Irish Examiner view: Keeping up with the Kinahans

It is a reassuring and welcome joint operation to take on a group that is a stain on our country
Assistant Commissioner John O'Driscoll shows a slide relating to Garda seizures from the Kinahan organised crime group, at Dublin City Hall on Tuesday. 

Assistant Commissioner John O'Driscoll shows a slide relating to Garda seizures from the Kinahan organised crime group, at Dublin City Hall on Tuesday. 

It was 70 years ago that the then Irish ambassador to Washington, John Hearne, sent a box of shamrock to US president Harry S Truman to mark our national day.

Mr Truman was not in the White House that day, but the pomp and ceremony grew from there and the annual tradition is now an important event for our taoiseach of the day.

Each year, the ‘undocumented Irish’ in the US are expected to form part of the talks and often a presidential visit to Ireland is tabled in hope as much as expectation.

One would expect the unprecedented security operation launched on Tuesday by the Irish, US, and British security forces against the Kinahans might have featured in talks between the Taoiseach and current president Joe Biden this year. However, Micheál Martin says the issue was not discussed with Mr Biden. Perhaps some of the detail was hammered out in bilateral meetings between officials away from the glare of the Oval Office.

Whichever way it came about, it is a reassuring and welcome joint operation to take on a group that is a stain on our country.

The gardaí who relentlessly pursue these criminals are rarely named in public, nor praised for their work, but deserve our thanks (though it was dispiriting to see several of the journalists who have pursued the Kinahans with the same vigour being excluded from the press conference for what appears to be no good reason).

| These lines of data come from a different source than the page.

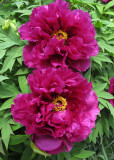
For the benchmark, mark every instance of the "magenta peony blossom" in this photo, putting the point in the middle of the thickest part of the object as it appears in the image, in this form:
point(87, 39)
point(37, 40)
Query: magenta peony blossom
point(59, 37)
point(61, 109)
point(105, 0)
point(111, 90)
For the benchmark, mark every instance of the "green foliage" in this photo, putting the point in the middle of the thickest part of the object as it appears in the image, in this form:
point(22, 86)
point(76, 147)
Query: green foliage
point(14, 143)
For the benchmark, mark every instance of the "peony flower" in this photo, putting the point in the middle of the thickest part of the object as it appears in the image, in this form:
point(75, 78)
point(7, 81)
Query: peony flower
point(106, 0)
point(61, 109)
point(59, 37)
point(111, 90)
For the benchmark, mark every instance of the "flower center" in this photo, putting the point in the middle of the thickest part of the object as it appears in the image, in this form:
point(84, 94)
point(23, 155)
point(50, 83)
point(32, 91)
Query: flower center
point(60, 35)
point(60, 104)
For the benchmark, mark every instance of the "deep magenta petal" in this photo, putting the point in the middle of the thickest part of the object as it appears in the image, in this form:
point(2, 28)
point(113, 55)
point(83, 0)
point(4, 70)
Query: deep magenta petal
point(111, 90)
point(45, 22)
point(47, 143)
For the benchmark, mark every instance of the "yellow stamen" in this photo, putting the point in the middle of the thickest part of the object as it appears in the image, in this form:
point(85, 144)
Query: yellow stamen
point(60, 104)
point(60, 35)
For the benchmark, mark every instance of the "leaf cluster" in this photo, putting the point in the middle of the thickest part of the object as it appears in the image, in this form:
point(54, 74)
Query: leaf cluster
point(14, 143)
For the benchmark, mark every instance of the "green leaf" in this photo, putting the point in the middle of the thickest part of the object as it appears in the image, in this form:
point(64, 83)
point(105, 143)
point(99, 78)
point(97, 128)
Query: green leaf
point(104, 58)
point(2, 78)
point(100, 8)
point(99, 87)
point(109, 4)
point(105, 123)
point(2, 53)
point(6, 132)
point(106, 46)
point(23, 84)
point(60, 156)
point(7, 104)
point(27, 154)
point(67, 155)
point(88, 74)
point(22, 71)
point(83, 154)
point(97, 60)
point(16, 126)
point(110, 13)
point(37, 150)
point(1, 147)
point(7, 90)
point(17, 139)
point(105, 95)
point(12, 54)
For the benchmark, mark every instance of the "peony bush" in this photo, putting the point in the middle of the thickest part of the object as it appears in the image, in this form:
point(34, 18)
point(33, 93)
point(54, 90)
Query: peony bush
point(56, 80)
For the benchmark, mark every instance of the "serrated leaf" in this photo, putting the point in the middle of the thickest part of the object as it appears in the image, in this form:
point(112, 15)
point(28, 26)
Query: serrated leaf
point(23, 84)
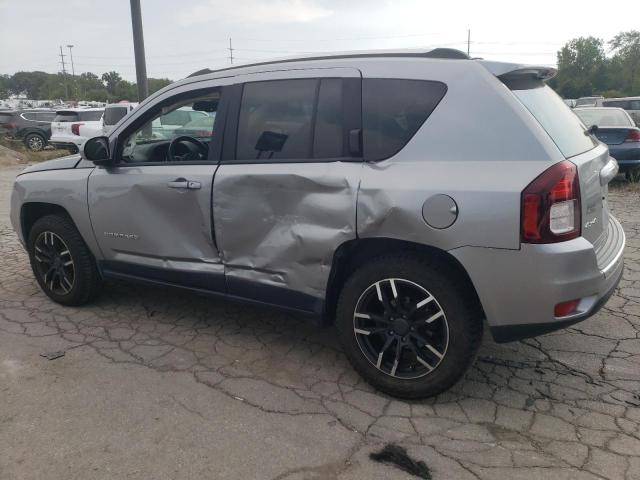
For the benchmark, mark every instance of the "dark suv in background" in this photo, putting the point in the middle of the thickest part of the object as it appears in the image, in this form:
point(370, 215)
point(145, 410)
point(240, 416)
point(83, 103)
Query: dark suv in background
point(32, 127)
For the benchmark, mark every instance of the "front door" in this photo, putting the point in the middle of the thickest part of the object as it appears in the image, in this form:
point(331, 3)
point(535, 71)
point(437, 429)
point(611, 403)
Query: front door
point(284, 197)
point(151, 211)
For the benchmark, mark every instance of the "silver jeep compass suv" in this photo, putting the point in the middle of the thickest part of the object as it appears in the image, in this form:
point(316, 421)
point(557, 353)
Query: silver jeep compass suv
point(406, 196)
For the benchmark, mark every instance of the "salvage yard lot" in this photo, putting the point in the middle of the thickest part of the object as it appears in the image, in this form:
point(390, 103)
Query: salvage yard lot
point(159, 383)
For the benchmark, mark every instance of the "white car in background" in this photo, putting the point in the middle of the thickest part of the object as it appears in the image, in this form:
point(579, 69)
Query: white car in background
point(72, 127)
point(113, 113)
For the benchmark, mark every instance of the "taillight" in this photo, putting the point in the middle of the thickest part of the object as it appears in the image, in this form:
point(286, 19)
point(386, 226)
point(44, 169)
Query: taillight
point(551, 206)
point(633, 136)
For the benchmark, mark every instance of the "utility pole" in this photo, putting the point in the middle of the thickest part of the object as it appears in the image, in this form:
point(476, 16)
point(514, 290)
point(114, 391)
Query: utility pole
point(138, 48)
point(73, 72)
point(64, 74)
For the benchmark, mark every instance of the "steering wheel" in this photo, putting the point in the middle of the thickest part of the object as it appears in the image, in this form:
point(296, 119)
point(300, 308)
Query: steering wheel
point(198, 154)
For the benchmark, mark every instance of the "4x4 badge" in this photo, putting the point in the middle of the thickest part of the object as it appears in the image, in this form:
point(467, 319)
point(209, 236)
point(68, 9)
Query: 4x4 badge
point(591, 223)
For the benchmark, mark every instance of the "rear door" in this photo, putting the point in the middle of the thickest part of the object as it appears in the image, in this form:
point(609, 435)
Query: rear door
point(284, 197)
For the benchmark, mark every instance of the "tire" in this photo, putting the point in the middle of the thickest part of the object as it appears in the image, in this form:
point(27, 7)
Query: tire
point(55, 246)
point(35, 142)
point(447, 309)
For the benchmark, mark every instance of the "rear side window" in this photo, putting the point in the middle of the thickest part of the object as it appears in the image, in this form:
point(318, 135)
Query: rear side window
point(113, 115)
point(66, 117)
point(392, 112)
point(564, 128)
point(275, 120)
point(91, 116)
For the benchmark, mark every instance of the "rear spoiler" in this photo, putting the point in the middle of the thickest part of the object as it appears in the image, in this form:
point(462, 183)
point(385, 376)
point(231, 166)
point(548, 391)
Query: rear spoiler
point(510, 71)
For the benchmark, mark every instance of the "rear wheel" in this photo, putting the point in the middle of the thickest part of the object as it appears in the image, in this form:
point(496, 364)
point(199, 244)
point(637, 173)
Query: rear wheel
point(409, 327)
point(35, 142)
point(61, 262)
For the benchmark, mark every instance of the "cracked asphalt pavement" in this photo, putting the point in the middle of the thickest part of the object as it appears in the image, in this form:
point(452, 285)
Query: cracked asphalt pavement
point(164, 384)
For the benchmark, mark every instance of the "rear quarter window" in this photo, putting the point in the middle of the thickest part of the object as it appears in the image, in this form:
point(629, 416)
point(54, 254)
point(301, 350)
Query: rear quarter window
point(392, 112)
point(561, 124)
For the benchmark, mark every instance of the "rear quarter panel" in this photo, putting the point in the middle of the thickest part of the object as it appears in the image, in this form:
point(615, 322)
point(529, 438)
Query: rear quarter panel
point(480, 146)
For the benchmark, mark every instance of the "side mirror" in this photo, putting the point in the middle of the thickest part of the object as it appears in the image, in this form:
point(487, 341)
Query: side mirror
point(96, 149)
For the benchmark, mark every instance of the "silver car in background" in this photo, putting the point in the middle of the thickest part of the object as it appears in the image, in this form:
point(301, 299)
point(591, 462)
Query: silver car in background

Bringing criminals to justice is a job for our gardaí and security forces. But the media have an important role to play and should be encouraged to always pursue that information, not just at the times that best suit press conferences.

The Kinahans make a mockery of the image of Ireland we wish to present, one of friendship and the hundred thousand welcomes referred to in a speech by Mr Biden last month.

The gang and its associates would destroy the lives of all around them in the hope of making a little more money if they could, no matter who gets caught in the crossfire.

Let us hope this joint operation becomes a new symbol of how we can work with our nearest and dearest neighbours away from the shamrocks and the photo-ops to tackle the criminals who present a threat to people and democracies everywhere.